Work expands to fill the time available, and agent reasoning expands to fill the context window available. Give an agent 200k tokens and it will find a way to use 180k of them on retrieved chunks, scratchpad thoughts, and tool-call history that don’t change the answer. Context budgets, like time budgets, need to be imposed from outside because nothing inside the loop is incentivized to stay small.

XII

The Irreducible Complexity Law

Tesler's Law

Language understanding has a floor of complexity that cannot be eliminated, only relocated. You can push it into the prompt, into RAG, into fine-tuning, into tool schemas, into the agent graph, or onto the user’s shoulders via clarifying questions, but the total never goes down. Most “clever” LLM architectures are just complexity-laundering schemes.

XIII

The Second-Agent Effect

Second-System Effect

The team that shipped a solid single-agent v1 almost always over-engineers v2 into a multi-agent hierarchical planner with memory, reflection, critics, and a message bus; it ships later, costs more, and performs worse on the same evals. The working simple system gets mistaken for a stepping stone when it was actually the destination.

XIV

The Fallacies of Agentic Computing

Fallacies of Distributed Computing

Every agent framework quietly assumes tools are reliable, latency is zero, bandwidth is infinite, the schema is stable, and the API won’t rate-limit you mid-loop. None of these are true, and each false assumption eventually manifests as an agent silently retrying, hallucinating a tool response, or burning tokens in a doom loop. Agents are distributed systems wearing a chatbot costume.

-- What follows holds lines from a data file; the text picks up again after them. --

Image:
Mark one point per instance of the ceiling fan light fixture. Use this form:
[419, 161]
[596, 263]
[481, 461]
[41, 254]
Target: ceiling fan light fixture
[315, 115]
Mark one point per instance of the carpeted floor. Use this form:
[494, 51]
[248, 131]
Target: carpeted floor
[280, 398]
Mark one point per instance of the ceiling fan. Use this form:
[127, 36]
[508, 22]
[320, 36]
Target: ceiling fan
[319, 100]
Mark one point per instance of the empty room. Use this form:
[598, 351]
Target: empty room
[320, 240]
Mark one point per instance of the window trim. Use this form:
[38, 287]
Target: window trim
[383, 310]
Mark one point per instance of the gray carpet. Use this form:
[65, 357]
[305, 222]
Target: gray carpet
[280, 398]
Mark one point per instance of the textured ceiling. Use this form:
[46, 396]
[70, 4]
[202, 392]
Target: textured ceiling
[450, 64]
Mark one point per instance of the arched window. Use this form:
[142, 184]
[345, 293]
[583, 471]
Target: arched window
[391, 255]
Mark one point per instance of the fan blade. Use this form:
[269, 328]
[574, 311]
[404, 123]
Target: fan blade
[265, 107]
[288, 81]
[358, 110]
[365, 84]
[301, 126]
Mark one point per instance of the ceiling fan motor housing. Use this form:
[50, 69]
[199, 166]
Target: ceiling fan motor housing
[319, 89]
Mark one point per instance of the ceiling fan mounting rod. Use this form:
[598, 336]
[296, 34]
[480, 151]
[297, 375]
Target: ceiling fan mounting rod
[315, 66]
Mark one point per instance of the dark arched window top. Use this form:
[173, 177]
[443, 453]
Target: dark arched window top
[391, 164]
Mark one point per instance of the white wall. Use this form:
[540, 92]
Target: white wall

The Robustness Principle for LLMs

Postel's Law

Be liberal in what you accept from the model, conservative in what you emit to downstream systems. Assume the JSON will be malformed, the tool call will have an extra field, the answer will occasionally be in Markdown when you asked for plain text. Validate, repair, or reject before anything touches production. The cost of trusting LLM output verbatim is paid in 3am pages.

XVI

The Cheap-Brain Compute Trap

Jevons Paradox

Every efficiency gain in LLMs, cheaper tokens, faster training, distilled models, better hardware, expands total compute demand rather than shrinking it. When inference drops 10x in cost, it doesn’t free up the GPU fleet; it unlocks a hundred new use cases that were previously uneconomical. Agents that once ran hourly now run per-keystroke. Features that once summarized a document now summarize every paragraph. This is why the AI infrastructure bill keeps growing in lockstep with efficiency breakthroughs: each task gets cheaper, and the world responds by doing exponentially more of them.